What Does the Future Hold? – Unity Connect Keynote

Unity Connect Keynote

Unity Connect kicked off with a must-attend, in-depth conversation with Spencer Harbar, Scot Hillier, and Dan Holme, who talked about the current state of SharePoint and Office 365. They addressed many pressing questions about what customers can expect from SharePoint 2016 and voiced their support of migrating to the Cloud.

Without further ado, we’d like to share with you what we’ve learned at the opening keynote session.

The three Microsoft experts discussed the concerns that many businesses have about moving to the Cloud, however, they emphasized that the numerous tools online and the vast information available make it beneficial to make this change. According to these experts, Office 365, which contains SharePoint, is one of the first steps towards creating a business solution that transcends tech visions we’ve had before, and it will empower us to work more efficiently.

They also suggest that being a Microsoft customer today means that we have a lot more flexibility to work with the tools we truly need. They see the Cloud as Microsoft’s ability to innovate and to serve their customers with improved solutions. They predict that businesses will no longer be able to solve their problems with the old ways, and will need to look to new technology to spearhead positive changes and get results.

Well-Functioning Core Platform

If we have a well-functioning core platform –they reason – we can solely focus on running that efficiently and, ideally, the rest of our business problems will fade away. Owing to this unified platform, we can –as Mr. Harbar phrased, – “free ourselves of the shackles of outdated IT controls on what we can do.” And while the transition may hold a lot of change management pain, we do need these new methods to solve the problems we face today as individual end-users, and collectively, as businesses.

While discussing migration to the Cloud, Mr. Holme asked the audience to raise their hands if they were excited about the process. Then he asked for another show of hands, this time to see how many of us worked for businesses that were reluctant to move online. The same people raised their hands both times.

To ease businesses’ worries, Harbar, Hillier, and Holme have made a compelling argument for migration: Microsoft Cloud gives us the power to pull together all of Microsoft’s tools and build an incredible, new user experience we’ve never seen before.
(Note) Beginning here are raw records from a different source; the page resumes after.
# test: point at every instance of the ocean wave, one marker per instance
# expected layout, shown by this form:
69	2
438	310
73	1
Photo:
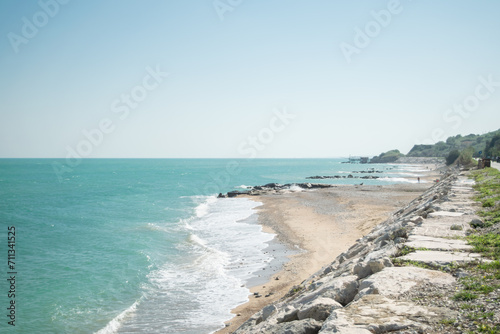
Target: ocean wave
243	187
399	179
114	325
202	209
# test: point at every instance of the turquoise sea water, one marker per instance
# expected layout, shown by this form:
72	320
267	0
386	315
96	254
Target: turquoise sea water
140	246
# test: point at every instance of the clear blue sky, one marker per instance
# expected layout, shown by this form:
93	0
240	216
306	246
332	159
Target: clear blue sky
67	69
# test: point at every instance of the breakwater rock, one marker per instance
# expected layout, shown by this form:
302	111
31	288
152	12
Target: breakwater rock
350	176
274	188
363	289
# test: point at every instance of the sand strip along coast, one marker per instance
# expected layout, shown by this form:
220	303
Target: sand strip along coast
323	223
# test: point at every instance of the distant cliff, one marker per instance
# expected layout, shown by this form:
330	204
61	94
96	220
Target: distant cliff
387	157
480	143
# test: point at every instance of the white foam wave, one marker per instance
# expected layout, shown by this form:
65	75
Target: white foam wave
243	187
400	179
114	325
295	188
207	277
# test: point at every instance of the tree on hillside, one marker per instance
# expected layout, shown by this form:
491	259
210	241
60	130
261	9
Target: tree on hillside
452	156
492	148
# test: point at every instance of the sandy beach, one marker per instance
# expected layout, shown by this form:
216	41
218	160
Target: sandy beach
322	223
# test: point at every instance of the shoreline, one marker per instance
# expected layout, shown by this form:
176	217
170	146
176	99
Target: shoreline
335	218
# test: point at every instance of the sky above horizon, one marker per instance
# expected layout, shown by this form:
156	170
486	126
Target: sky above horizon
244	79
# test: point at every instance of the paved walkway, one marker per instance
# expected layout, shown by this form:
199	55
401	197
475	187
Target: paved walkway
441	236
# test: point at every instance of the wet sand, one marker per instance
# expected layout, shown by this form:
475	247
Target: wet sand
322	223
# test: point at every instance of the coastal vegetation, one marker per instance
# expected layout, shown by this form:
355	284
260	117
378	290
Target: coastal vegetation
387	157
488	144
456	147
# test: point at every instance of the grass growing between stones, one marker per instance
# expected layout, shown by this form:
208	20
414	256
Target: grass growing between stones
480	288
488	186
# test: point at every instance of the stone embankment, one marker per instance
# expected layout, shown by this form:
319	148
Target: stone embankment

For instance, SharePoint, Exchange, and OneNote used together can yield an enhanced and fresh user experience.

They consider SharePoint 2016 a small but significant part of the puzzle. While it won’t introduce significant end-user capabilities, it’s a step in the journey of refining tools and creating hybrid solutions with great business value. The value of SharePoint 2016 lies in its key role in the evolvement of hybrid solutions that will open up a world of opportunity by allowing us to unify our access to information from disparate sources.

Conclusion

The experts have concluded that we need to be ready to move to the Cloud and start planning user adoption. They argue that we need to be prepared because we can face new challenges anytime, which we could only resolve with the new technology only the Cloud offers.“Concerns about the changes hinder progress, so they need to go away,” Harbar stated. What’s important is that businesses overcome these challenges together. Because technology is evolving so fast, organizations have to come together and rely on all their members: leaders, IT admins, and end-users.